Q&A - Mouthwash & Roadside Alcohol Testing

Counter Attack LogoYesterday, over a 6 hr. span, my husband had consumed 4 cans of beer, and 2  5oz glasses of 11.5% white wine, with lots of ice.  My husband is 165 lbs. He had an 8 hr. sleep. He woke up in the morning, did his usual coffee, shower, shave, etc. ( 1hr. total)  he then brushed his teeth, and gargled with his mouthwash.  He then left for work, and 10 minutes later, there was a roadblock at 7:30 a.m.  The officer smelled alcohol.  He was given a breathalizer, and it blew WARN. He was given a 3 day IRP, and vehicle impounded for 3 days.

Now my question for you is this:  He had 6 drinks over 6 hours, and there was a total of 9 hours lapping before the test.  Should the alcohol not have been out of his system?  After thinking about it, I thought maybe it was the mouthwash.

I  did some research, and it says that mouthwash can elavate and increase your mouth alcohol level.  Our mouthwash is 26% alcohol. (SCOPE OUTLAST 5x longer was the brand) Is it possible that 10 minutes after rinsing with mouthwash could it have caused mouth alcohol, and therefore gave a false reading?  And if so, what can we do about it?



Yes, mouthwash can affect breath tests and screening device users learn about it as part of their training. Typically I provided mouthwash when training officers in the use of the device and the students practiced with it on each other. One would rinse their mouth and then keep it closed, no talking or eating etc. and periodic samples would be taken to see how long it took to not produce a reading. The other would rinse, and then talk while the other repeated the tests.

At the time, we were to observe a 10 minute waiting period and try to have conversation with the driver if we had any suspicion that there was a recent drink or in this case, recent mouthwash (or any other alcohol containing liquid) use. Generally by then the alcohol present in the mouth would have dissipated and not affect the reading.

I have also written on how long it takes to sober up here in the forum.

The blue copy of the IRP form that your husband was given has a set of instructions on the back that tell you how to go about having the prohibition reviewed.

Submitted by E-mail

He was offered another test, but he didn’t take it, because we didn’t know about the mouthwash.  I think the officer should have suggested he take a second test, instead of asking him, as well as stating that the lower number would prevail, and my husband would have taken it.

We could ask for a review, but I feel without a second test, chances of him winning would probably be slim, at a cost of another hundred dollars.  This has been an educational lesson.

Counsel on Second Sample

The Acumen Law Corporation blog contains an article on demanding a second sample at roadside. Their counsel, valid at this time and subject to change if the laws change, is that the driver should always demand a second sample. The lowest reading of the two would apply and there is no downside for the driver in making this demand.

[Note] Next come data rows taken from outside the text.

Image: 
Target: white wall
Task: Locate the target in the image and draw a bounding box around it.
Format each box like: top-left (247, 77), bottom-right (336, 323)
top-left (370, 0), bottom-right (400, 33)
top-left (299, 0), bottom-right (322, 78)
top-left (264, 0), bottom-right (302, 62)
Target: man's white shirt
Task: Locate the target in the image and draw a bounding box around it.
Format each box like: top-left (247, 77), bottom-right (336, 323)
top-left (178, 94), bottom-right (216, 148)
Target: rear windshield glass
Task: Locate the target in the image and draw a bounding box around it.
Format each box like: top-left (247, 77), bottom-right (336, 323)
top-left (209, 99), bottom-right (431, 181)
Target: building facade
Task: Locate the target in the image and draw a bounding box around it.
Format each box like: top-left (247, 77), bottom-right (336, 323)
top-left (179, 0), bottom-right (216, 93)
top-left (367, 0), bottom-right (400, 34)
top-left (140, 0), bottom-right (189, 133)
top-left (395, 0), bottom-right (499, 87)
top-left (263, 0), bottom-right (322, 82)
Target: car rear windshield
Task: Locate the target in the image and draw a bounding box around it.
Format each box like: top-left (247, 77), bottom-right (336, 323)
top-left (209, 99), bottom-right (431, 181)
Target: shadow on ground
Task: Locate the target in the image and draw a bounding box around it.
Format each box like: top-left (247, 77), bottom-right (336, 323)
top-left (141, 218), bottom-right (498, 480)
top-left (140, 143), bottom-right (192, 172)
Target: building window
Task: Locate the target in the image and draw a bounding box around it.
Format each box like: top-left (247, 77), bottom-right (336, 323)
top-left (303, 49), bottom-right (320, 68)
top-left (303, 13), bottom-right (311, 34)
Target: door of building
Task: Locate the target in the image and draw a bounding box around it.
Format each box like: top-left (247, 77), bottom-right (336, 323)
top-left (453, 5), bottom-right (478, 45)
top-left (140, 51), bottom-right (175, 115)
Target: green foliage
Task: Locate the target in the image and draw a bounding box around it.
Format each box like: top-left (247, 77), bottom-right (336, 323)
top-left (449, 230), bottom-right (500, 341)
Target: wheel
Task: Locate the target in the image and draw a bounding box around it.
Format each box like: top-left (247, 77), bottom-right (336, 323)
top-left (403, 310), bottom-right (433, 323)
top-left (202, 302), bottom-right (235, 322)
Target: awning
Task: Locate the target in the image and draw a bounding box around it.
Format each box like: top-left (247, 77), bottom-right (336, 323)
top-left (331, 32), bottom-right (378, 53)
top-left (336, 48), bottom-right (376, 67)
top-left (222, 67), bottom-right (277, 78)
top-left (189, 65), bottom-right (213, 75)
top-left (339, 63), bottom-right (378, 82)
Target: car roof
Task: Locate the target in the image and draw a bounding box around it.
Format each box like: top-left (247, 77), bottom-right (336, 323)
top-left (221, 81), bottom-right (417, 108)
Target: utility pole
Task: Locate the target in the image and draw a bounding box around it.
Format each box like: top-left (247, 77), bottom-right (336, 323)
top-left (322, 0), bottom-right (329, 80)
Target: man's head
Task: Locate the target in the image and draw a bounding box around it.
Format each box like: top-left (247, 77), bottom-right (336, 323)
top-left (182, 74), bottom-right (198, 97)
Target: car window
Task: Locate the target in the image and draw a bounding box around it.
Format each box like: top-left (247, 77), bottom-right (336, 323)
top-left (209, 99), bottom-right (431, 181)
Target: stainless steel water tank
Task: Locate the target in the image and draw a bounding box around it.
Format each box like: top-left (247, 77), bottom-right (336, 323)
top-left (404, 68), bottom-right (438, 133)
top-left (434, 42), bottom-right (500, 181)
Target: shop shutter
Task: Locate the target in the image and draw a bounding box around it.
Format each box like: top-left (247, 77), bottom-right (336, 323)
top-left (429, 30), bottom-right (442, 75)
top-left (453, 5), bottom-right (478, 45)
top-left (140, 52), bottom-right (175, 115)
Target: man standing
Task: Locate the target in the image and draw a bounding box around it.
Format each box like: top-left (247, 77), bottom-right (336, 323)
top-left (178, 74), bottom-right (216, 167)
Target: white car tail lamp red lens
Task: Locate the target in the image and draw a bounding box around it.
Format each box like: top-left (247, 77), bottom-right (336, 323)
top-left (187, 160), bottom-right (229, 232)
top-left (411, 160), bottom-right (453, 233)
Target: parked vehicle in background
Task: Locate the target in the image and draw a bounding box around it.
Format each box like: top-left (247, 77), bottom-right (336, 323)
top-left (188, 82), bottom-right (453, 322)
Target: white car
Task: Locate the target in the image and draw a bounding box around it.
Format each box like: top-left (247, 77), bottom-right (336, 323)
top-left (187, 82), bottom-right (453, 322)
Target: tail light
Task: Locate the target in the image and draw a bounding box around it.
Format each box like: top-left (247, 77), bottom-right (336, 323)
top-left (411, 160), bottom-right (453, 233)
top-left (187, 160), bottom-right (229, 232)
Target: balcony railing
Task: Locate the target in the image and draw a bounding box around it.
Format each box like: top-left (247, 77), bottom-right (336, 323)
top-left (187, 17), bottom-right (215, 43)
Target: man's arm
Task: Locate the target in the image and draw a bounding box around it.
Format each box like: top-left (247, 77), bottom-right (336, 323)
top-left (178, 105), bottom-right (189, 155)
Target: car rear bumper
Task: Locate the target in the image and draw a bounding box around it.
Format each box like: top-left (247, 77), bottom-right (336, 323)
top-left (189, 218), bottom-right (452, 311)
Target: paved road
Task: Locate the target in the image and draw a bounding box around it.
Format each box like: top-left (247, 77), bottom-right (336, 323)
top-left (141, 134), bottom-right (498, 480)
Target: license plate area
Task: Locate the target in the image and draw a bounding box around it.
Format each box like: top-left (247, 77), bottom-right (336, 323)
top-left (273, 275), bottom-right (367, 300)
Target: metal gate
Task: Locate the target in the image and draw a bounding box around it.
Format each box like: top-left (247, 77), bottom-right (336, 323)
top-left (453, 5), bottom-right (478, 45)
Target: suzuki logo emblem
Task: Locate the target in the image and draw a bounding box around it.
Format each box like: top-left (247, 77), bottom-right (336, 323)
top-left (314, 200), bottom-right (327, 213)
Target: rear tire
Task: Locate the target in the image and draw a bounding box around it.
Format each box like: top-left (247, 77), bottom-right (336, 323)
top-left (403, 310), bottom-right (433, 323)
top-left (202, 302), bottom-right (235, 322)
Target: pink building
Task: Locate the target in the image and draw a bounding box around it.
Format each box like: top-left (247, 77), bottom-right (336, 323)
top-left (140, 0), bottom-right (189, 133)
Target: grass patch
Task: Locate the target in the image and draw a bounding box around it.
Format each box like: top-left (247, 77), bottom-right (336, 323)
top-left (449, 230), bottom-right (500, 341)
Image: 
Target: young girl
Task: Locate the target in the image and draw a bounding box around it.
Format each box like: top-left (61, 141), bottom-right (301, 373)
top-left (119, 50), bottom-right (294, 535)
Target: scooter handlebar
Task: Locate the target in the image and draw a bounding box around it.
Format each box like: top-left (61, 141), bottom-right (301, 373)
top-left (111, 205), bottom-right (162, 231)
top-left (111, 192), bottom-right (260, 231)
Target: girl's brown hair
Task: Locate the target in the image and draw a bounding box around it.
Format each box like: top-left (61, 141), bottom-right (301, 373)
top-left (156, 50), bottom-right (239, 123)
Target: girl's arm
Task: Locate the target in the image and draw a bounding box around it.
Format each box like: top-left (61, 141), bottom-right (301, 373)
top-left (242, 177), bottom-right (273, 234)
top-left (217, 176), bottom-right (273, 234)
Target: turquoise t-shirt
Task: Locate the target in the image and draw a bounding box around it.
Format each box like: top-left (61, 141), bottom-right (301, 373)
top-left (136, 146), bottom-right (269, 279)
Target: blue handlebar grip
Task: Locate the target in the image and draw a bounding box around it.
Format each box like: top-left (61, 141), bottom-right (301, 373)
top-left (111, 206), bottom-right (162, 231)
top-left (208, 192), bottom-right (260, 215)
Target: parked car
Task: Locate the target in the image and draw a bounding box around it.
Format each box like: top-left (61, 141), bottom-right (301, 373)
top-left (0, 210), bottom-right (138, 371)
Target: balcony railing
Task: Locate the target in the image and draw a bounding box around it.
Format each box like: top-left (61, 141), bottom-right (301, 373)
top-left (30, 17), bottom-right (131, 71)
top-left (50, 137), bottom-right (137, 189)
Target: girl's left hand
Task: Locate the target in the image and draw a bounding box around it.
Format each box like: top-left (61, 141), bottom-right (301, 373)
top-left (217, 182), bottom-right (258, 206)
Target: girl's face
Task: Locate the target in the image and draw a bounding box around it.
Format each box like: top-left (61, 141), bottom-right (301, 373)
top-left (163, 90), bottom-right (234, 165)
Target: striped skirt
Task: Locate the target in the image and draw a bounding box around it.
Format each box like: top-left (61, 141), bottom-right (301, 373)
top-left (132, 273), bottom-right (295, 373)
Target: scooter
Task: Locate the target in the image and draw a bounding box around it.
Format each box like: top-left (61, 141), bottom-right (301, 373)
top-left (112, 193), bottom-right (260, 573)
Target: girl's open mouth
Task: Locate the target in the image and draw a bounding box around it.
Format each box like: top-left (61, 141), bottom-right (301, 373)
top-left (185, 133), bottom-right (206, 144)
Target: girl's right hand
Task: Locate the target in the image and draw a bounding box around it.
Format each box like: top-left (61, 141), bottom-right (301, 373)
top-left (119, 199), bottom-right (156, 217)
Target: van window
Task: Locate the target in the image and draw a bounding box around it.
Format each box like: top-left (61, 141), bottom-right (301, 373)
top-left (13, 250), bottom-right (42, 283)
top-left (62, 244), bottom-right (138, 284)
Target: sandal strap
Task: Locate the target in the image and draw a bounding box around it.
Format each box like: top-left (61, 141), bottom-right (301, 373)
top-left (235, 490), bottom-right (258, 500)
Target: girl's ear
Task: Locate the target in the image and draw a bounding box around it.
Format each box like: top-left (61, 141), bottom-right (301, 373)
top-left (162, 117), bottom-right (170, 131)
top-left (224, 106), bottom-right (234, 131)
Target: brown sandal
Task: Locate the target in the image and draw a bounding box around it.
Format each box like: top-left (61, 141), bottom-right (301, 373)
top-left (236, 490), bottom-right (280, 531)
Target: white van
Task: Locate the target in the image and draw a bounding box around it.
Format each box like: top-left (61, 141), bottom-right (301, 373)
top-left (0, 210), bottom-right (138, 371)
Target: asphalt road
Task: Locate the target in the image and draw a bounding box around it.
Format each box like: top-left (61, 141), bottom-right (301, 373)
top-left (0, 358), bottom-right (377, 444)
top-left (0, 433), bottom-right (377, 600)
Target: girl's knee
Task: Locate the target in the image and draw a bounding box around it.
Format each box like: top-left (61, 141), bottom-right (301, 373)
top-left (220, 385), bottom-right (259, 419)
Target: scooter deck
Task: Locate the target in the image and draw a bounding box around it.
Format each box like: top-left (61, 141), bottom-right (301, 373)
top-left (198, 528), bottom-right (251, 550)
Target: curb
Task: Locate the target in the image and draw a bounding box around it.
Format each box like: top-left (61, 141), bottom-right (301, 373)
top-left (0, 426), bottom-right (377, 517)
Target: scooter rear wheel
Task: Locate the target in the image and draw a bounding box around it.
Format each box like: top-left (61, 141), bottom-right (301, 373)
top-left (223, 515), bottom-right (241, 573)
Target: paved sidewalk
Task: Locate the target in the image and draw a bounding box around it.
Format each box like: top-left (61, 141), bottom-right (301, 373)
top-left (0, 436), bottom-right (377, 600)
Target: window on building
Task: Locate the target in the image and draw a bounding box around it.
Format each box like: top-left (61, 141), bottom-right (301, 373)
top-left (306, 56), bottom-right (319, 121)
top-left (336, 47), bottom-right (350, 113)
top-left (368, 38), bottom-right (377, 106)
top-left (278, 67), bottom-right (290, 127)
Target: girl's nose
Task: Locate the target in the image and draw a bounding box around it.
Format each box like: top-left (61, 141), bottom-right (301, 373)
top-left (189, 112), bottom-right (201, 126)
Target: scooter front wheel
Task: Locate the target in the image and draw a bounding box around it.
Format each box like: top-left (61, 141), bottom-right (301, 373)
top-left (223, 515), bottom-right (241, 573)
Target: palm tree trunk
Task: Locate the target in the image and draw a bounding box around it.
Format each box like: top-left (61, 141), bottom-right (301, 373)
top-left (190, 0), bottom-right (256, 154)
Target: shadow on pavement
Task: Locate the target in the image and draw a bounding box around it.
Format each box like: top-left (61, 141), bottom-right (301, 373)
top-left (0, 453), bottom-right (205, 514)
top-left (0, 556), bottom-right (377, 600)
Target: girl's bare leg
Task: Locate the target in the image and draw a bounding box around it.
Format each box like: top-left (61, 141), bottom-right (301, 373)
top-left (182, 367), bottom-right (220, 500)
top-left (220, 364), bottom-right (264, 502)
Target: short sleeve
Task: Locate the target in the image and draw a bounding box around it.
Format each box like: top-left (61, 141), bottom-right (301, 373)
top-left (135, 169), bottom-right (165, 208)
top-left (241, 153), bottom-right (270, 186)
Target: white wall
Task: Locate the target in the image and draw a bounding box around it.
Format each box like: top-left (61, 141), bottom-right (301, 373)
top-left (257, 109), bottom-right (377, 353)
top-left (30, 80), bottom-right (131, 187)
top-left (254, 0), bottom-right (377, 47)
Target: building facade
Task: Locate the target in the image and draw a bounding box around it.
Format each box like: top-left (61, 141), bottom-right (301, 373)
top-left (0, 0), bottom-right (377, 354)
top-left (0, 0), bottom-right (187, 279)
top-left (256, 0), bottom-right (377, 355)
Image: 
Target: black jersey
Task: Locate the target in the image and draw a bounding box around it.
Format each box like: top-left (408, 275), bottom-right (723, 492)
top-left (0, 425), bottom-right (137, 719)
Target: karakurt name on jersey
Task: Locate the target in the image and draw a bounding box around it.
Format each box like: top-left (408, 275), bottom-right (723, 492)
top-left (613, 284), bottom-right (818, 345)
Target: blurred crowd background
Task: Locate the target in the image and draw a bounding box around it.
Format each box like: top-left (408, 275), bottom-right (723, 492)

Police in BC advise a driver who has blown a warn or fail reading of the following:

In accordance with the Motor Vehicle Act, I am informing you that you have the right to a second test by providing a second sample of breath into a different Approved Screening Device.

You must request the second test forthwith and prior to the service of your Notice of Prohibition.

By legislation the lower of the two test results will prevail.

Do you understand?

Would you like to provide a breath sample?